Afterwards, we walked back down to the car park level and towards the crater to see the star of the show – the red lava bubbling, hissing and spitting in the dark night. I understood why the Spanish conquistadors had nicknamed it ‘gate of hell’. I’ll pre-warn you that the vent of the volcano is pretty small so you do have to zoom in (eyes and cameras) to appreciate it. However it was a memorable experience.
Planned activities over the next couple of days fell through – we missed breakfast at Cafe de Las Sonrisas (I forget why), the chocolate museum was closed, and the rain scuppered plans to go on a boat tour with Robin. However we enjoyed exploring the city streets, taking in the distinct and colourful architecture, munching on tart yet sweet mamoncillos (‘Spanish lime’ aka one of my favourite fruits ever), trying out local delicacies like gallo pinto and the utterly delicious plantain burger at ‘Tostometro’ (you have to try it) and appreciating the hustle and bustle of the city.
My final day in Granada was by far my favourite, due to the aforementioned boat tour. I had slight reservations when my tour guide turned up in a beat up Mitsubishi with dodgy door handles and windows and as we drove towards the marina, I briefly wondered if the risks of being kidnapped in Nicaragua were high. Spoiler alert, I was perfectly safe.
Las isletas are 365 small rocky islands in Lake Nicaragua, formed by an eruption of Volcano Mombacho twenty thousand years ago. There is a small community of fishermen and other locals who live simply on the many-sized islands but there are also luxurious houses owned by Nicaraguan elite including past presidents. I was enthralled by the beauty of the scenery as we meandered around the islands, through lily-pad covered waters with boughs of trees framing waterways. I felt like I was in a movie, as my lovely tour guide pointed out interesting local flora and fauna. We stopped off at the Spanish fort (built in the 1700s as a defence against pirates) and monkey island, where a couple of monkeys hopped on the boat for a little cruise with us. It was such a pleasant and relaxing experience, I wished I could have sat in that boat all day. I would recommend a boat tour if you’re ever in Granada.
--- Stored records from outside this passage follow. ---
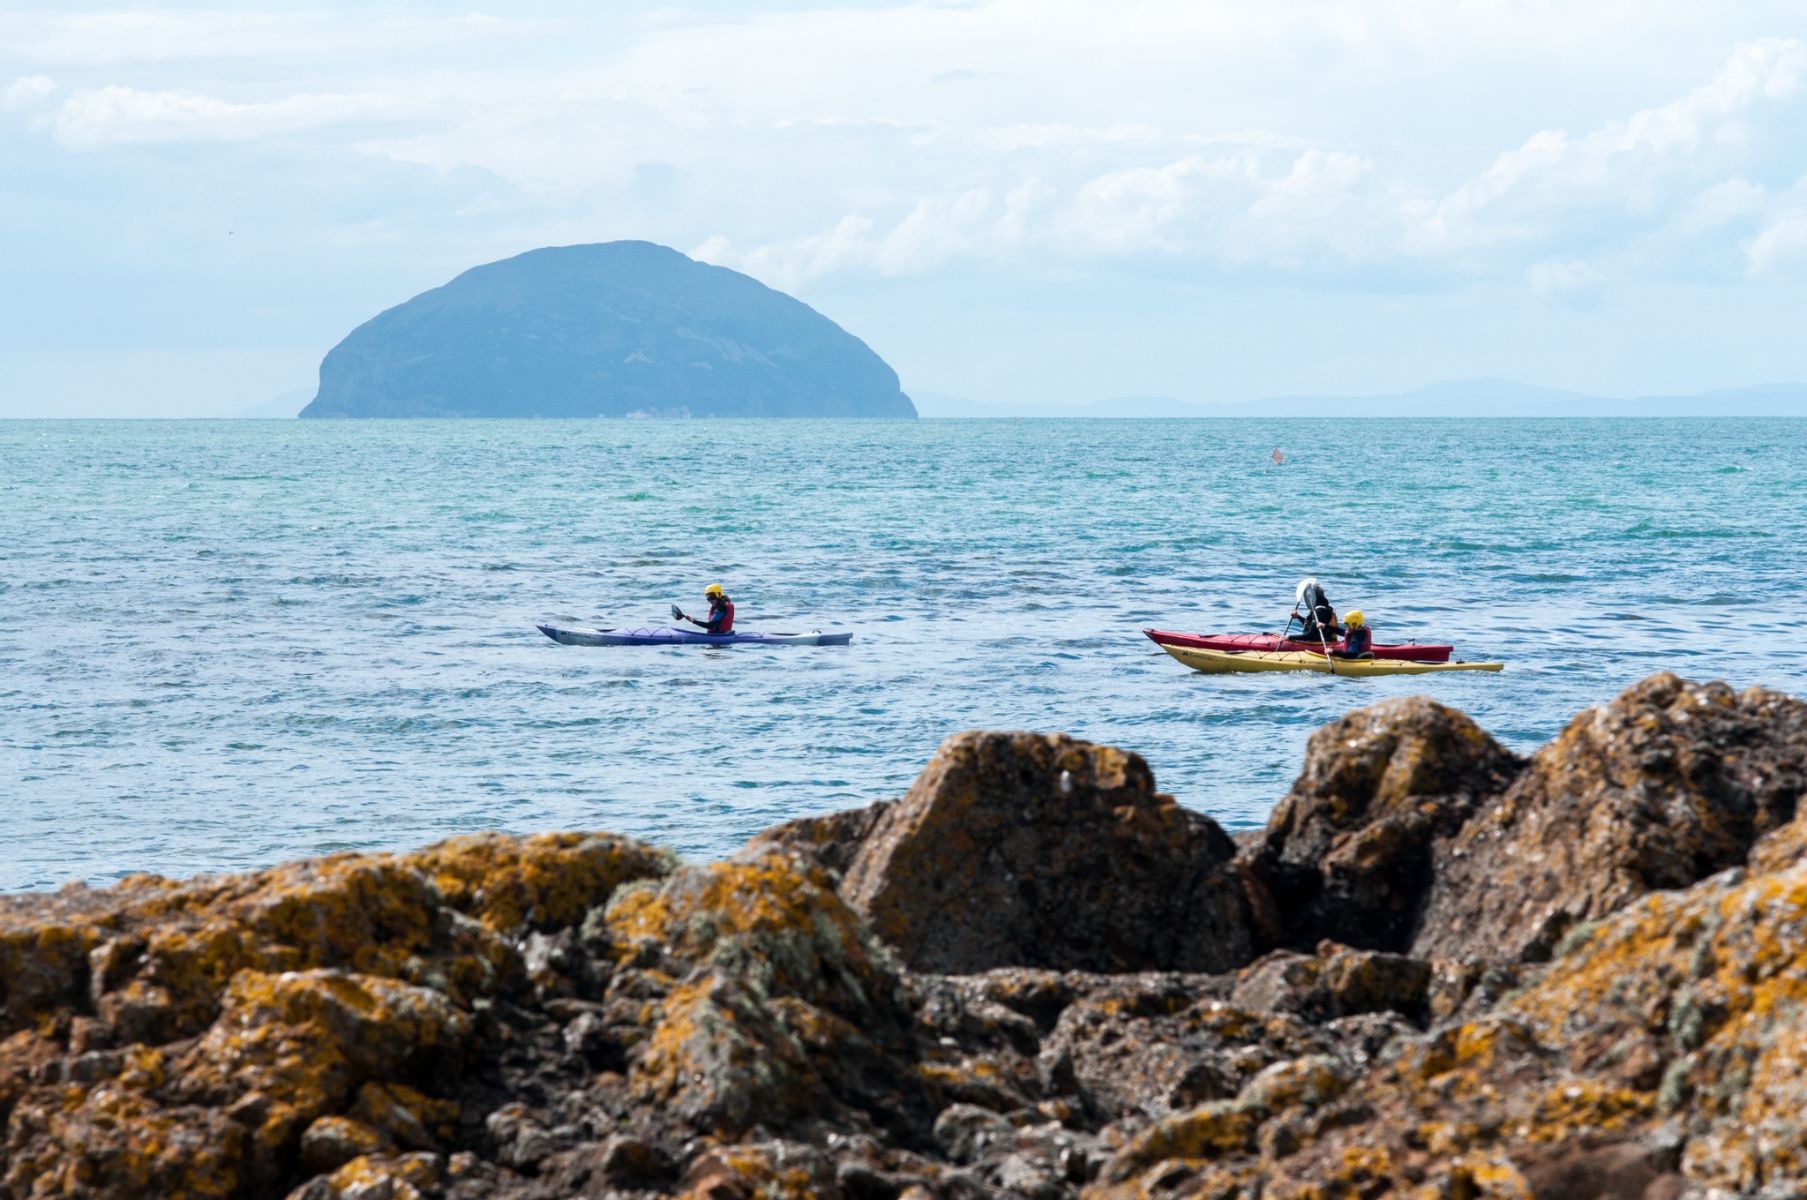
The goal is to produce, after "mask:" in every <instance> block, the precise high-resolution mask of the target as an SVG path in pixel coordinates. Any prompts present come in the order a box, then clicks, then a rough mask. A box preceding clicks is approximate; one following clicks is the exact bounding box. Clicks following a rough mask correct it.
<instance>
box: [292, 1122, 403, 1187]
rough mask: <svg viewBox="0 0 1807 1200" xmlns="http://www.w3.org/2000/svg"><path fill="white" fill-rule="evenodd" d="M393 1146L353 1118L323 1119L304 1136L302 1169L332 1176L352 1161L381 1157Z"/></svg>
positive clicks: (302, 1152)
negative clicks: (361, 1159)
mask: <svg viewBox="0 0 1807 1200" xmlns="http://www.w3.org/2000/svg"><path fill="white" fill-rule="evenodd" d="M390 1149H394V1146H392V1144H390V1142H389V1139H385V1137H383V1135H381V1133H378V1131H376V1130H372V1128H370V1126H367V1124H363V1122H361V1120H352V1119H351V1117H320V1119H318V1120H314V1122H313V1124H311V1126H307V1131H305V1133H302V1167H304V1169H307V1171H320V1173H322V1175H327V1173H332V1171H336V1169H338V1167H342V1166H345V1164H347V1162H351V1160H352V1158H361V1157H363V1155H381V1153H387V1151H390Z"/></svg>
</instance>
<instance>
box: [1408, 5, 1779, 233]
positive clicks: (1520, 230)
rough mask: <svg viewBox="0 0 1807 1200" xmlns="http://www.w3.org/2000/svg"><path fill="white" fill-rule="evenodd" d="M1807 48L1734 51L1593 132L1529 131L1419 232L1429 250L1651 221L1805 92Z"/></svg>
mask: <svg viewBox="0 0 1807 1200" xmlns="http://www.w3.org/2000/svg"><path fill="white" fill-rule="evenodd" d="M1803 76H1807V43H1803V42H1800V40H1796V38H1767V40H1760V42H1751V43H1744V45H1738V47H1737V49H1735V51H1733V52H1731V56H1729V58H1727V61H1726V63H1724V65H1722V67H1720V70H1718V72H1717V74H1715V76H1713V80H1711V81H1708V83H1706V85H1702V87H1697V89H1693V90H1691V92H1688V94H1686V96H1682V98H1681V99H1675V101H1671V103H1668V105H1661V107H1657V108H1646V110H1641V112H1637V114H1634V116H1632V117H1628V119H1623V121H1612V123H1608V125H1605V127H1601V128H1597V130H1594V132H1590V134H1583V136H1579V137H1570V136H1568V134H1567V132H1563V130H1543V132H1538V134H1532V136H1531V137H1529V139H1525V143H1523V145H1521V146H1518V148H1516V150H1509V152H1507V154H1502V155H1500V157H1496V159H1494V161H1493V164H1491V166H1489V168H1487V170H1485V172H1482V175H1480V177H1476V179H1473V181H1471V183H1467V184H1464V186H1460V188H1456V190H1455V192H1451V193H1449V195H1446V197H1444V199H1442V201H1440V202H1438V204H1437V208H1435V211H1433V213H1431V215H1429V217H1428V219H1426V220H1424V222H1422V224H1420V226H1418V231H1417V237H1415V242H1417V248H1418V249H1422V251H1426V253H1435V251H1437V249H1446V248H1471V246H1478V244H1487V242H1498V240H1516V242H1538V240H1543V239H1550V237H1554V235H1558V233H1561V231H1563V228H1565V226H1567V224H1572V222H1574V220H1576V219H1578V217H1583V219H1588V217H1594V215H1596V213H1601V211H1610V213H1614V215H1617V217H1623V219H1648V217H1652V215H1661V213H1666V211H1670V210H1671V208H1675V206H1677V204H1682V202H1686V197H1690V195H1693V193H1695V192H1697V188H1699V186H1700V184H1702V183H1706V181H1711V179H1713V173H1715V172H1720V170H1726V168H1727V166H1733V164H1737V159H1738V150H1740V148H1742V143H1746V141H1747V139H1749V123H1751V121H1758V119H1764V117H1771V119H1776V121H1791V119H1793V121H1800V119H1802V116H1800V114H1789V112H1771V110H1769V108H1776V107H1782V105H1784V101H1791V99H1794V98H1796V96H1800V92H1802V83H1803Z"/></svg>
As a colonial city, Granada doesn’t quite hit the highs of Cartagena in terms of architecture or grandeur but as the oldest continuously inhabited European-established settlement in the Americas (it was founded in 1524), situated next to the largest lake in Central America, surrounded by beauty and nature, it is certainly worth a visit.
Have you ever gotten up close and personal with an active volcano? Where were you, and what did it feel like?